IS there strong support in the United States for humanitarian foreign aid? I think there is. Such support developed during the Marshall Plan, when the US helped to rebuild a devastated Europe, and has remained constant through struggles to address domestic problems. Now it seems the support is being ignored as Congress and the administration wrestle with the question of US foreign assistance. Americans have repeatedly demonstrated compassion for their global neighbors, giving generously when disasters have occurred. In addition, for more than 30 years Americans have generously supported longer-term, development-oriented programs through hundreds of private voluntary organizations that provide humanitarian assistance abroad.

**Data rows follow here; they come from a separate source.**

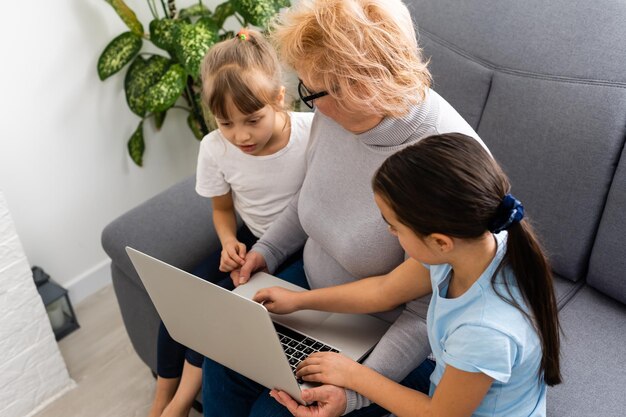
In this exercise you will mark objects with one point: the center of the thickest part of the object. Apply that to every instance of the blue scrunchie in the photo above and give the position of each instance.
(509, 211)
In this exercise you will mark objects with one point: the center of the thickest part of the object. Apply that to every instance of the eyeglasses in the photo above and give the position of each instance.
(307, 97)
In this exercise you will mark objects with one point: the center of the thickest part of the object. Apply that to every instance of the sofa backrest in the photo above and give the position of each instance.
(607, 268)
(544, 85)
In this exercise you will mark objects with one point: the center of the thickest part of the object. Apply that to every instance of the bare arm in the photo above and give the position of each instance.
(457, 395)
(406, 282)
(225, 222)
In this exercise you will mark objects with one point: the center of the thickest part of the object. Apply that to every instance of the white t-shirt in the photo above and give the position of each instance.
(261, 185)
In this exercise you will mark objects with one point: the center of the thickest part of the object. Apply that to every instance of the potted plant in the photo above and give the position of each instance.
(155, 83)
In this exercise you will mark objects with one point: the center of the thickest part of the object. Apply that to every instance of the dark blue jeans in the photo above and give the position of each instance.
(171, 355)
(227, 393)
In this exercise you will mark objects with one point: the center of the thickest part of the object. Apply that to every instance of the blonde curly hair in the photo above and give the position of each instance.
(364, 53)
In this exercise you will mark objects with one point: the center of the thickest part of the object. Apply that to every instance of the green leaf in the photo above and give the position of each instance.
(128, 16)
(192, 43)
(142, 75)
(223, 12)
(119, 52)
(227, 35)
(162, 33)
(257, 12)
(195, 126)
(136, 145)
(159, 118)
(164, 93)
(194, 11)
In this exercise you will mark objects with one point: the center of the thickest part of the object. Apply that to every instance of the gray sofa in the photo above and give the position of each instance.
(544, 84)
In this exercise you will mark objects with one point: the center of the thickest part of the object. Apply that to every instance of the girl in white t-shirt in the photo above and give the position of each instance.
(492, 321)
(251, 165)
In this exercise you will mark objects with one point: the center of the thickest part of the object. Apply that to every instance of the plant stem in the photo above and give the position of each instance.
(164, 9)
(152, 8)
(189, 93)
(171, 4)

Such private organizations are the conduit between the developing world and the humanitarian desire of the American people to do something to improve the lives of others. They receive well over $1.5 billion from private donors throughout the US each year. In addition, they have increasingly worked together with the official US government aid agency, the Agency for International Development, helping the government deliver programs and services worth about $500 million a year.

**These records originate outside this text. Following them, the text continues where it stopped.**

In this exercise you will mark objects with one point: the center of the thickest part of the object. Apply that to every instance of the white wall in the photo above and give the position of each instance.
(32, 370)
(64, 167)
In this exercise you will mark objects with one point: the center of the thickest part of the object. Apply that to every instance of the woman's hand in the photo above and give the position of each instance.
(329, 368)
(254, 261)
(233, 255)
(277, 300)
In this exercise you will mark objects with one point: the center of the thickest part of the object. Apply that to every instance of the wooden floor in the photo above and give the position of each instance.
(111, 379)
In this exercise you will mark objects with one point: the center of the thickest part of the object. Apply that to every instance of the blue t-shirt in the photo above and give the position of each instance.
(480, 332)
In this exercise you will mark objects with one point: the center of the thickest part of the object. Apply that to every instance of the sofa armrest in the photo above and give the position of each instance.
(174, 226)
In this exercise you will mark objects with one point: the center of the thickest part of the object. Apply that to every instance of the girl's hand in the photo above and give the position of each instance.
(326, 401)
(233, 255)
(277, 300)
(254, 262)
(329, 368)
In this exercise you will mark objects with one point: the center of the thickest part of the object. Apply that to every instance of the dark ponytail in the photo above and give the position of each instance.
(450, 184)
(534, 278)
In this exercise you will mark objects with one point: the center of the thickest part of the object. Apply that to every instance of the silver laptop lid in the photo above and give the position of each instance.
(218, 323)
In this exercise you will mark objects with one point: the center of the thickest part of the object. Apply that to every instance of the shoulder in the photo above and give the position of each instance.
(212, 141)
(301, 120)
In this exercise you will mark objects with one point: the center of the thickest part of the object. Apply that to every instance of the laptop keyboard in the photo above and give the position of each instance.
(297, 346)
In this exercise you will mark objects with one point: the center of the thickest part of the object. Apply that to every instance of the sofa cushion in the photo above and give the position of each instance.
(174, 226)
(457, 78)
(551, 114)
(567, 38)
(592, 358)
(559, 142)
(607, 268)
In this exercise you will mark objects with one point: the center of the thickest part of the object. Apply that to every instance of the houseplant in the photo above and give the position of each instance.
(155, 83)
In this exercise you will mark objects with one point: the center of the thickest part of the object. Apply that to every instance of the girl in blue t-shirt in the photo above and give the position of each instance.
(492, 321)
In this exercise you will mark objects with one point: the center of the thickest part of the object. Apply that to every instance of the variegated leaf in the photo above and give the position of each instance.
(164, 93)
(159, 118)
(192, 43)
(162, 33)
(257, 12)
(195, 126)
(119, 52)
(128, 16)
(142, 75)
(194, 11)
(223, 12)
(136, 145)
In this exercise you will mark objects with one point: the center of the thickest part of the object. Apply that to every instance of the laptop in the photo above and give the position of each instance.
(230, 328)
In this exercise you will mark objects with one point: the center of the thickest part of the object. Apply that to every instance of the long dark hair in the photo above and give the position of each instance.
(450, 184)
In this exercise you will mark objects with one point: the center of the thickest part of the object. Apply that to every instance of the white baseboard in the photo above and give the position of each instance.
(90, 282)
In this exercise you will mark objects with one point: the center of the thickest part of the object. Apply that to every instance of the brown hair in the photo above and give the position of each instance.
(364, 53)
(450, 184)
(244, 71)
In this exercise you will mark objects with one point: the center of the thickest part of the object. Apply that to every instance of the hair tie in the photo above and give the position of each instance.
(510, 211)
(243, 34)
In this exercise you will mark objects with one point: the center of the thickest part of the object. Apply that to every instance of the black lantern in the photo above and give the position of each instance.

The future of these cooperative humanitarian programs hinges on an important debate in Congress. A key committee has proposed reevaluating how and why we give foreign aid. Fundamental questions have been raised about whether foreign aid is - or should be - primarily a reflection of humanitarian concerns, or a vehicle of US economic and security philosophies and interests.

The US foreign-assistance program has always had competing goals. From all indications, the Bush administration is planning to continue Reagan-era policies: a heavy emphasis on military and political security and on exporting supply-side economics. This year's budget request once again calls for higher percentage increases in the military and economic security accounts than in humanitarian development aid.

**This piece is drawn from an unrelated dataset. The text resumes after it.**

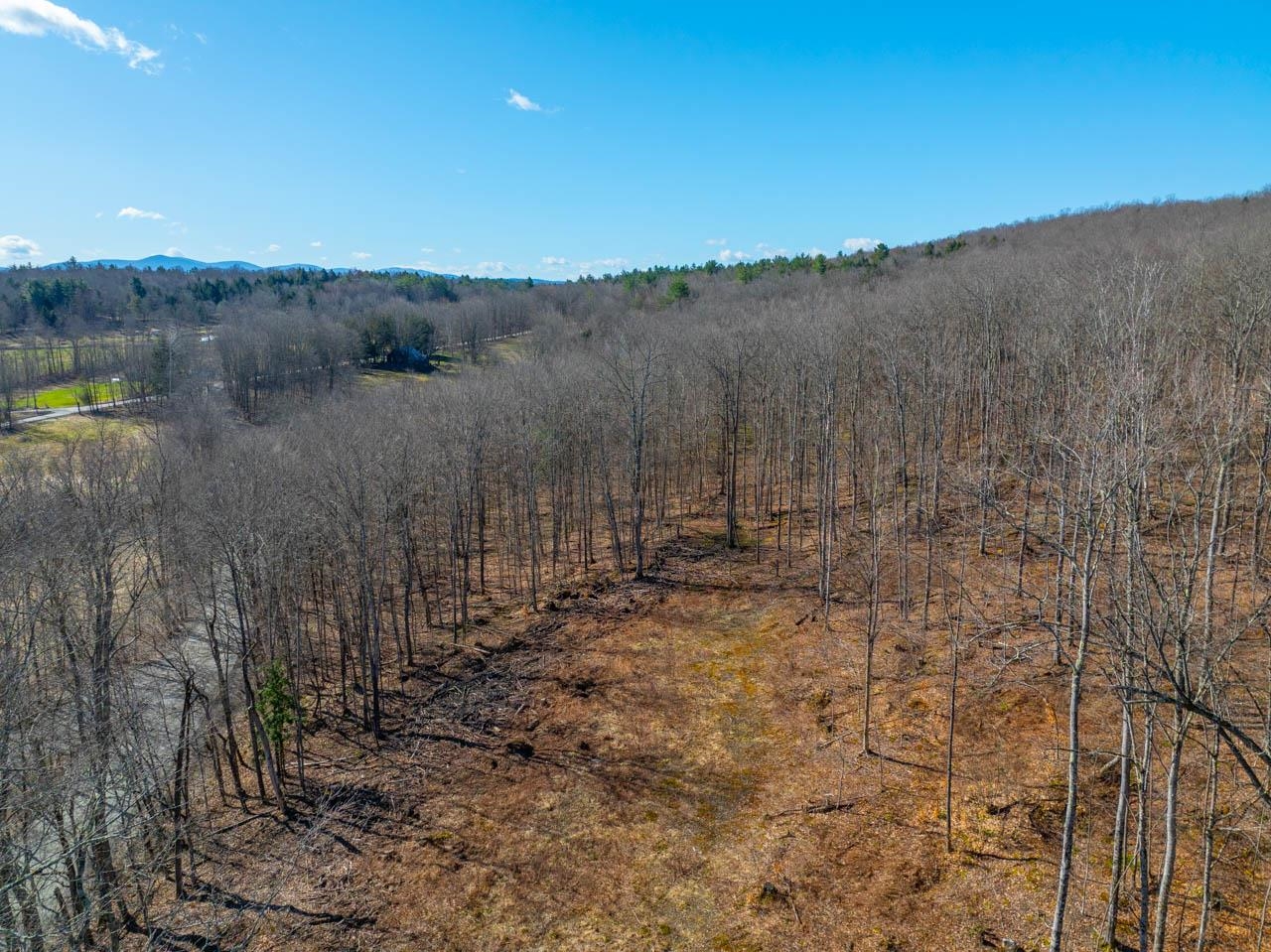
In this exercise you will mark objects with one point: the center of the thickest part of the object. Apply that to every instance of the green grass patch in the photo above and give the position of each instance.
(73, 395)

Moreover, the newly reappointed administrator of the foreign aid program, Ambassador Alan Woods, is now arguing publicly that past development assistance programs have not worked. He contends that the solution is to use foreign aid resources primarily to encourage third-world governments to change policies that are felt to impede economic activity. Mr. Woods contends that this will help attract investment, create jobs, and stimulate market-oriented growth. Supposedly the resulting prosperity is to trickle down and ultimately help the poor.

Certainly economic policies are critical to sustained national growth. Yet such intervention in economic policy is the specialty of international financial institutions like the International Monetary Fund and World Bank, which use the resources of a large number of donor nations. Assistance from the US itself should be different. I am convinced that bilateral aid programs are much more likely to result in long-lasting, sustainable growth, if oriented to helping people address the root causes of their poverty.

President Bush has spoken eloquently of the ``thousand points of light'' - individuals and private organizations meeting needs at the community level. He and his stewards of foreign aid need to recognize the application of this metaphor in the foreign aid arena. Foreign aid with a human face, attacking poverty at the village level, will do more to strengthen the social and economic fabric of the third world than pouring millions into military grants and balance-of-payments assistance.

Surely the ``thousand points of light'' philosophy is best exemplified by the kinds of people-to-people programs that hundreds of private voluntary organizations such as CARE, Save the Children, Oxfam America, World Vision, and Church World Service have been carrying out in partnership with local community groups, cooperatives, farmers associations, and women's clubs. These programs are aimed at helping build and strengthen local institutions, achieving the democratic pluralism that is a counterweight to autocratic governments.

The House Foreign Affairs Committee's move to revamp the foreign aid program provides an opportunity to ensure that US policy better achieves a humanitarian focus.

After almost 30 years in Asia, Latin America, the Caribbean, and Africa, I am convinced that we should, we must, recognize the comparative advantage of people-to-people approaches and not perpetuate the mistakes of the past.